MEMORIA E LA SUA CASA
Per una singolare coincidenza cronologica quest’anno La Casa della Memoria ha raggiunto la maggiore età (l’ente culturale di via Crispi è stato fondato nel 2000) e il suo presidente Manlio Milani ha tagliato il traguardo degli ottant’anni. Una concomitanza che induce a una duplice riflessione. Da un lato vanno respinti i propositi del presidente di passare la mano: ad oggi è impossibile immaginare Manlio Milani nelle vesti di pensionato della militanza civile e culturale, ed è impossibile immaginare la Casa della memoria senza di lui.
D’altro canto è corretto sollevare, come va facendo lo stesso Milani, interrogativi sulla missione e il destino di questo istituto che non ha eguali nel panorama italiano, se non (nella denominazione) a Milano.
Là dove altre città pur ferite dagli anni di piombo hanno istituito Archivi e Centri studi, a Brescia il Comune e l’Amministrazione provinciale hanno scelto la formula della “Casa”: un luogo culturale vivo, un motore attivo di molteplici iniziative di studio e riflessione, un crocevia che gode di larghissima stima e apprezzamento. In 18 anni l’Associazione costituita da Loggia, Broletto e Associazione dei familiari dei caduti per dar vita a «un centro di iniziative e documentazione sulla strage di piazza Loggia, sulla strategia della tensione» ha onorato appieno il proprio mandato.

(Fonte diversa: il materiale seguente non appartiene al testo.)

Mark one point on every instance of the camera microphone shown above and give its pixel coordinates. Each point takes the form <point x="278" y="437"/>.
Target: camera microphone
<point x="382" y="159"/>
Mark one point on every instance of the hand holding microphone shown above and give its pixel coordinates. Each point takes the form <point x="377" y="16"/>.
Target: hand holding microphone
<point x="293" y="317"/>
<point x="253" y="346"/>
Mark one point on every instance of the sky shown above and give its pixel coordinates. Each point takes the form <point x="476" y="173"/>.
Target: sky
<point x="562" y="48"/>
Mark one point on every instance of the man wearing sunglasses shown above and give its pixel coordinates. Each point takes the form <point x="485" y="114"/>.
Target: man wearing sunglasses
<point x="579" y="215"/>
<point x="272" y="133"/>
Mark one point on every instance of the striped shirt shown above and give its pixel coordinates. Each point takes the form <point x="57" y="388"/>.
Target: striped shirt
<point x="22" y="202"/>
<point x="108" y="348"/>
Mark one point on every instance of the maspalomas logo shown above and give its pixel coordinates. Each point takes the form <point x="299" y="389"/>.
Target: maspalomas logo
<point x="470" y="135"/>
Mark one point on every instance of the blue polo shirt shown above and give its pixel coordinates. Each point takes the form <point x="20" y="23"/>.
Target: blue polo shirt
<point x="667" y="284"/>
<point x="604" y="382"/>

Lo ha fatto creando un archivio e una biblioteca preziosi, vigilando sugli sviluppi della vicenda giudiziaria, alimentando la tanto invocata «memoria condivisa» attorno a una delle pagine più tragiche e oscure della storia bresciana. Certo il passare del tempo, lo scolorirsi dei ricordi, il compiersi (anche se non ancora l’esaurirsi) della vicenda giudiziaria, l’allontanarsi delle vicende oggetto di studio generano il rischio di scivolare in un reducismo dai capelli bianchi, scarso di interesse per le giovani generazioni. Almeno tre le proposte ipotizzabili in questa fase. Anzitutto un rinnovato protagonismo (forse anche un ampliamento) del comitato scientifico oggi composto da Filippo Iannaci, Francesco Germinario e Pierpaolo Poggio nel definire gli obiettivi della Casa e nel sollecitare la ricerca di fondi per borse di studio e dottorati di ricerca che valorizzino la vasta dotazione documentaria. Il secondo punto è una nuova consapevolezza di Loggia e Broletto di disporre, grazie alla Casa della memoria, di un prezioso strumento, autorevole ed autonomo, per muoversi sul terreno affascinante della public history, disciplina che si colloca al punto di intersezione fra vicende storiche e dibattito pubblico ed è coltivata e promossa oggi da alcune delle istituzioni culturali più dinamiche (vedasi la Fondazione Feltrinelli): ciò significa che i due enti locali dispongono di un soggetto prezioso in grado di promuovere azioni originali e titolato per coagulare - attraverso università, fondazioni, associazioni e archivi, musei e centri di studio - quel “polo del Novecento” che a Brescia manca, o meglio è disperso e frammentato. Infine una riflessione e un intervento va fatto sull’articolo 1 dello statuto della Casa, ovvero sull’oggetto sociale: se strage e strategia della tensione cominciano a diventare recinti angusti, è giusto e doveroso allargare l’oggetto al tema (sempiterno) della violenza in politica, dei diritti vecchi e nuovi promossi e calpestati, delle linee di tensione e di frattura che inquietano e spiegano il nostro presente. Si tratta né più né meno di promuovere e rendere pubbliche le indagini sui drammi storici dell’altro ieri che trascolorano nel presente: azione civile alta e umanissima poiché, come ammoniva Jorge Luis Borges, «noi siamo la nostra memoria».